(You put your response in the wrong place; it belongs after the part you're quoting.)
he
On 11/29/2011 10:19 AM, bod...@googlemail.com wrote:
You won't get it exactly on because the time it takes to call the function will 
affect your trigger time.

I would use something like an infinite loop with a 1 second sleep after the 
function call

Bodsda
Sent from my BlackBerry® wireless device

-----Original Message-----
From: "Mic"<o0m...@hotmail.se>
Sender: tutor-bounces+bodsda=googlemail....@python.org
Date: Tue, 29 Nov 2011 15:54:59
To:<tutor@python.org>
Subject: [Tutor] Making a function run every second.

Hi

I want a function to run every second , how do I do that?

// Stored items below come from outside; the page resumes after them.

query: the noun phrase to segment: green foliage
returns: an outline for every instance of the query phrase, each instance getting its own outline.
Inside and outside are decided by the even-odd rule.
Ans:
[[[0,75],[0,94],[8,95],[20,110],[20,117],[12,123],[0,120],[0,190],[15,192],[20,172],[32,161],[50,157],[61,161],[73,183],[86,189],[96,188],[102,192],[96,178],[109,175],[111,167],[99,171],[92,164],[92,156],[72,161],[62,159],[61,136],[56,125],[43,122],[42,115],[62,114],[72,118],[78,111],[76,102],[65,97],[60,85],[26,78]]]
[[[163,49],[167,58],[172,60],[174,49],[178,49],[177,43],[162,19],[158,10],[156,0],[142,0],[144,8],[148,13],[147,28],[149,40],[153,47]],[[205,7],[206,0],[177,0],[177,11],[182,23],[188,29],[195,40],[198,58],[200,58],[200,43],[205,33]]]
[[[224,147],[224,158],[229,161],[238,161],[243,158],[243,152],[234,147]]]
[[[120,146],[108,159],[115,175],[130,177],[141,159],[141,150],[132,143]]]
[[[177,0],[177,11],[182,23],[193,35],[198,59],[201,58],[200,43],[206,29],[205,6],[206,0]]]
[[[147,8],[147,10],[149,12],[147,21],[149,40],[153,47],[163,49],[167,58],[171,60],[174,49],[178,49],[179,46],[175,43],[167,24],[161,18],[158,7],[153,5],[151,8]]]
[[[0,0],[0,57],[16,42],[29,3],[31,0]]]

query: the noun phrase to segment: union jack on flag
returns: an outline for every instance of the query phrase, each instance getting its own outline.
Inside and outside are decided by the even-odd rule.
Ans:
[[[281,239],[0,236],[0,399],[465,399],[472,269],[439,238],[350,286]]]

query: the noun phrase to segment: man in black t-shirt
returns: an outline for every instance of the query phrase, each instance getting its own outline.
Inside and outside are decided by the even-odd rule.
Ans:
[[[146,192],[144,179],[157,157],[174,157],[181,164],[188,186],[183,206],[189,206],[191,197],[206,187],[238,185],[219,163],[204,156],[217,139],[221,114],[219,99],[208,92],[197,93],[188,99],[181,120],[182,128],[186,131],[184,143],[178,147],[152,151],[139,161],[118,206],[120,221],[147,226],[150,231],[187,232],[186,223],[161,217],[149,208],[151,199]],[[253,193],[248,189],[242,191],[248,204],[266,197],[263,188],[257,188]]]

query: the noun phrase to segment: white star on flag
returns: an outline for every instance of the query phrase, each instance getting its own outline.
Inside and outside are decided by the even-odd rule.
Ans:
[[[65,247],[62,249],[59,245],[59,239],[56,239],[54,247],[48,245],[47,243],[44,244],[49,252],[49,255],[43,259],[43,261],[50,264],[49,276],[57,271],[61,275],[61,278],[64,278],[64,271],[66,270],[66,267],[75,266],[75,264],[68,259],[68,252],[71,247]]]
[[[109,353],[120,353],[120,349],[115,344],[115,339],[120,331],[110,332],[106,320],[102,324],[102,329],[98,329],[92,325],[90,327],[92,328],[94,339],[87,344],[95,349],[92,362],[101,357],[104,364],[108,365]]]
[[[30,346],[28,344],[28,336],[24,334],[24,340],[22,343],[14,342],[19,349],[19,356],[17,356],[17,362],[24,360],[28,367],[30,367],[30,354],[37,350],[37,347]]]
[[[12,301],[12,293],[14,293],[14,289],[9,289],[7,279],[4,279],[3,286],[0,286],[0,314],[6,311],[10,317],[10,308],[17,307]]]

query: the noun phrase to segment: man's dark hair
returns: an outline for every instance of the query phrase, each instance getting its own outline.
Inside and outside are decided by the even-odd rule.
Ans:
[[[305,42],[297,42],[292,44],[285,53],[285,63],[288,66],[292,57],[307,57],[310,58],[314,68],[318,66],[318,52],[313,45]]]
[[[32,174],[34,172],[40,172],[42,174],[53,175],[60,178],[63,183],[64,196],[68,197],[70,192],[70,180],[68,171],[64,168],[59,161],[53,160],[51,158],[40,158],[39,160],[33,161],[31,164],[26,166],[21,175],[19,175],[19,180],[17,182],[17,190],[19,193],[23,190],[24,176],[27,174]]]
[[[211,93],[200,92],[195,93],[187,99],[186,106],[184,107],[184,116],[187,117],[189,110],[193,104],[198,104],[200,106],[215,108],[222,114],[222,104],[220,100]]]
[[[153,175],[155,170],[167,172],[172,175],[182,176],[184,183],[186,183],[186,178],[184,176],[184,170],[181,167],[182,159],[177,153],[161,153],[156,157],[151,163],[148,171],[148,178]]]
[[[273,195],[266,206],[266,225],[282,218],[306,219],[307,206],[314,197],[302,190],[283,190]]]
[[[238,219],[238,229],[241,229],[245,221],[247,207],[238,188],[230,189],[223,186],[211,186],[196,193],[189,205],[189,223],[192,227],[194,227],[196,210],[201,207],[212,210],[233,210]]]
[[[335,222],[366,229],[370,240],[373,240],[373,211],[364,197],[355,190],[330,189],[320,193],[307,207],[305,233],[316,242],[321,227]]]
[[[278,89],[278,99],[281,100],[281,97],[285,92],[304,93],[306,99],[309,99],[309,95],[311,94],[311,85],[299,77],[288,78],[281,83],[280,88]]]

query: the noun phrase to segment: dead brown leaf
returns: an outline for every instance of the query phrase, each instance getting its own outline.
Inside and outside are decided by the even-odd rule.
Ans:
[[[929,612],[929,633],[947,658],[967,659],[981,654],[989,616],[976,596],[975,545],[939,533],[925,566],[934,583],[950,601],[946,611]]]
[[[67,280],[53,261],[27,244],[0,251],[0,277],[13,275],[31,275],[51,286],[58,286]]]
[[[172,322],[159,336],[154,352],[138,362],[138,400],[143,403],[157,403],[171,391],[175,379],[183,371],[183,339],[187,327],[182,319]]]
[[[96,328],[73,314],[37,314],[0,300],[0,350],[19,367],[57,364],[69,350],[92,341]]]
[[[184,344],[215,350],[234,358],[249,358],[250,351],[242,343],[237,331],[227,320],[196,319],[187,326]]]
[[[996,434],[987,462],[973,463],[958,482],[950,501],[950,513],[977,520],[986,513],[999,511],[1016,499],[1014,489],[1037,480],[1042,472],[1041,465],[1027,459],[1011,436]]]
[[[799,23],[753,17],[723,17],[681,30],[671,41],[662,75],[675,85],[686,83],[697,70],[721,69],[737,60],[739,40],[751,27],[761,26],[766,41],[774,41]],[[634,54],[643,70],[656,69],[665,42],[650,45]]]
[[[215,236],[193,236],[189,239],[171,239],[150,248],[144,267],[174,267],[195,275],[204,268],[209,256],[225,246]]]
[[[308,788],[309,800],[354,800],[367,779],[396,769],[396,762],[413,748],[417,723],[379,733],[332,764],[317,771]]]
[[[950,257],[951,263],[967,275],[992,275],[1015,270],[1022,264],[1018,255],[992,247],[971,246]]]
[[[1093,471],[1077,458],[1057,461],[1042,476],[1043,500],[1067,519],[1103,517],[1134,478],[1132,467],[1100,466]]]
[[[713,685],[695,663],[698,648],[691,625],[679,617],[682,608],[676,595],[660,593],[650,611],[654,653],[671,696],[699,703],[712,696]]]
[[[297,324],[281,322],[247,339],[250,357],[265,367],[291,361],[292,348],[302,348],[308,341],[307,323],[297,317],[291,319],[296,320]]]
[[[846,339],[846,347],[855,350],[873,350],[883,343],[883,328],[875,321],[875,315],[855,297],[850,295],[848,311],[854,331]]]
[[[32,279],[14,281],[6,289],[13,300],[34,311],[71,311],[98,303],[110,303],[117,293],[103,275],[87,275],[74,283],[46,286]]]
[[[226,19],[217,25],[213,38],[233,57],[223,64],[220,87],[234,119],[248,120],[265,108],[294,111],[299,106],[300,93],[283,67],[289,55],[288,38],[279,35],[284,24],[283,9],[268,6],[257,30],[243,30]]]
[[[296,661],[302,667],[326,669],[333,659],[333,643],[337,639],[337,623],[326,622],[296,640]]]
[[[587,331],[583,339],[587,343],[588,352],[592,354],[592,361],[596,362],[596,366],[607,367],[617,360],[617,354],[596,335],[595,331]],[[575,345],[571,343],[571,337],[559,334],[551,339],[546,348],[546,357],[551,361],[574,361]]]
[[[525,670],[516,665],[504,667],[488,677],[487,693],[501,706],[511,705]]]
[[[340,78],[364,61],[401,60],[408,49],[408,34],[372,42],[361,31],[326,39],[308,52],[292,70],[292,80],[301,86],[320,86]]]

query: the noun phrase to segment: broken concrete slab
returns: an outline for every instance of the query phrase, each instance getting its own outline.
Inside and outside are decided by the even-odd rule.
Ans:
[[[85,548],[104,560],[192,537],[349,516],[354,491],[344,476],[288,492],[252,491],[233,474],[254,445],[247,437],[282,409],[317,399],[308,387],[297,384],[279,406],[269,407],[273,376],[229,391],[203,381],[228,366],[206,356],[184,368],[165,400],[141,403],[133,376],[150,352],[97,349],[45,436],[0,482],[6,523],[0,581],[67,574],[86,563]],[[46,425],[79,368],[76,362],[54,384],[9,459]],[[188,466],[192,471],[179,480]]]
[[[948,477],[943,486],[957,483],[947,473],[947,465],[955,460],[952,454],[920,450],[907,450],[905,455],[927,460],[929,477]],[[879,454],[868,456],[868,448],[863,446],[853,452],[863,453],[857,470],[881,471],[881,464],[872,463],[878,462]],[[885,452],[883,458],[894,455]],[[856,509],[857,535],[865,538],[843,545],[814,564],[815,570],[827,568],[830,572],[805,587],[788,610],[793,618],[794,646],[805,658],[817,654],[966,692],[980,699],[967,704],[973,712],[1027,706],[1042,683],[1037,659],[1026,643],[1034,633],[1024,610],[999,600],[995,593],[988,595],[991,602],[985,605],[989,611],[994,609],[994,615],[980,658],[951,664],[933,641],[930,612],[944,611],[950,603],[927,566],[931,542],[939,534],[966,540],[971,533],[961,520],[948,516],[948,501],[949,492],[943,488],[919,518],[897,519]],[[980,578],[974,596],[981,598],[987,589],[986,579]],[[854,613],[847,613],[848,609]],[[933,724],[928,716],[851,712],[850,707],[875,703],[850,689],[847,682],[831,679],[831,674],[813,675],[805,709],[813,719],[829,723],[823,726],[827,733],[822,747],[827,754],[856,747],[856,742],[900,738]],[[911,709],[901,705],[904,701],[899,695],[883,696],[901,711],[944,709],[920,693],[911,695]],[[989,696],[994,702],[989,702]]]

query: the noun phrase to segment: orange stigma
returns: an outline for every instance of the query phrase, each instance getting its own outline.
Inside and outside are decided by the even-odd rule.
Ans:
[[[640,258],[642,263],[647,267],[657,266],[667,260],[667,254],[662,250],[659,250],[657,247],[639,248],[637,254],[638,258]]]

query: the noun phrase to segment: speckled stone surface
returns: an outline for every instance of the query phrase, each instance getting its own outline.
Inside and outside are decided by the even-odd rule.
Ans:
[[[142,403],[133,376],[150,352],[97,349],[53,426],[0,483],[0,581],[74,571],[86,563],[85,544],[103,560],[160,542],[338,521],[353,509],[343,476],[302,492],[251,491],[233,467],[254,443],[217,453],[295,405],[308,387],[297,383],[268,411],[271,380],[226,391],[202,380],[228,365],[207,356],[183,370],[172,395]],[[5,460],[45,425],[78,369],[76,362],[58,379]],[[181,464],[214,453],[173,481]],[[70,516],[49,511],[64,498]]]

Say that the function look like this:

def hi():
     print("hi")


Thanks!


Mic
Without a clearer spec, there are too many possible answers. As Bobsda says, you can't get it exactly one second apart. But you also have the problem of whether a drift is okay. For example, if you have a global you're incrementing each time that function runs, and you want it to represent the total time the program has been running, then a simple sleep() is totally wrong.

What I was concerned about is that perhaps this is for one of the tkinter programs Mic is writing. For an event-driven program, sleep() calls of even a second are unaccepable. And if you literally write a while loop like that, your whole program would stop responding.

So Mik:
Tell us more about the real requirements. Is drift acceptable, is this a console program or some gui environment, are there any other hidden assumptions?